- Born: Ruth Elizabeth Bellamy November 5, 1906 Enfield, North Carolina
- Died: March 5, 1969 (aged 62) Durham, North Carolina
- Other name: Ruth Bellamy Brownwood
- Occupations: Writer, poet, dramatist, journalist, songwriter, college professor

= Ruth Bellamy =

American poet

Ruth Bellamy (November 5, 1906 – March 5, 1969), also known as Ruth Bellamy Brownwood, was an American writer, a journalist, dramatist, songwriter, actress, and poet, based in North Carolina and Japan.

== Early life and education ==
Ruth Elizabeth Bellamy was born in Enfield, North Carolina, the daughter of Phesington Sugg Bellamy and Lula Spruill Bellamy. Her father was a businessman. Her mother, known as "Mamee", was a well-known social figure in Rocky Mount in her later years.

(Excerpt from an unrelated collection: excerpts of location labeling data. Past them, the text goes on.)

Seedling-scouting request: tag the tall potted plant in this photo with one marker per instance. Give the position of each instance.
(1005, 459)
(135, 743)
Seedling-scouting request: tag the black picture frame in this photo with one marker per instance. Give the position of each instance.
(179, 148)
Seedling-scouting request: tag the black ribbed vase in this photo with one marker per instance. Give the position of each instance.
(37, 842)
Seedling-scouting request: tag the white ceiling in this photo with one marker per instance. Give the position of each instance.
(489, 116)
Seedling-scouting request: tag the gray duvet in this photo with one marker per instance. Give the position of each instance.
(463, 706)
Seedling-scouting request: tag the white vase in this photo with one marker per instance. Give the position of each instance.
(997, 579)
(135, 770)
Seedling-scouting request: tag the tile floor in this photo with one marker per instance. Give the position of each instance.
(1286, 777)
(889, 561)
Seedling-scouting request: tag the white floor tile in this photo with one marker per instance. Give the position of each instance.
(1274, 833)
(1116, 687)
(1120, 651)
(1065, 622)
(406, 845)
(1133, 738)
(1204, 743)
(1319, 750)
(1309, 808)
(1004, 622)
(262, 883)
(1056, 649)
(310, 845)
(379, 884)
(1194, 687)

Bellamy earned a bachelor's degree in dramatics at the University of North Carolina at Greensboro in 1928, and pursued further studies at Columbia University and the University of California.

== Career ==
Bellamy was head of the Spoken English and Expression department at High Point College, and taught dramatics; she was active in women's club activities at High Point. She worked at a travel agency in San Francisco. She taught English and wrote in Japan for five years, and in Hong Kong for two years. She edited two books by Kuni Sasaki, including Reluctant Bachelor (1962). She wrote poems, songs, plays, and articles, including a song titled "Blues Tokyo" that became popular in Japan.

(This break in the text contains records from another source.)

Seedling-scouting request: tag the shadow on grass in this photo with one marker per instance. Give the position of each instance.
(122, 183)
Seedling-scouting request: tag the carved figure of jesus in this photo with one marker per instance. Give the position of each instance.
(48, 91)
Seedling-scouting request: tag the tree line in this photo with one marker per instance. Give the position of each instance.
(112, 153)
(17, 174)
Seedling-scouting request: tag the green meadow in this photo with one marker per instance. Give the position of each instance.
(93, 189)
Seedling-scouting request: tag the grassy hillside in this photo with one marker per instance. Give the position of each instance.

Bellamy also acted through much of her life, performing in school as a girl, and active on stage and backstage with the Morningside Players in New York, the Civic Theater in Washington, D.C., and the Tokyo Amateur Dramatic Club.

== Personal life ==
Ruth Bellamy married, and had a son, David Owen Brownwood, born in Los Angeles in 1935. She married a screenwriter, William A. Golkopf, in 1946, in New York City; they divorced in 1948. She died at Duke University Hospital in Durham, North Carolina, in 1969, aged 62 years. Her papers are archived at East Carolina University.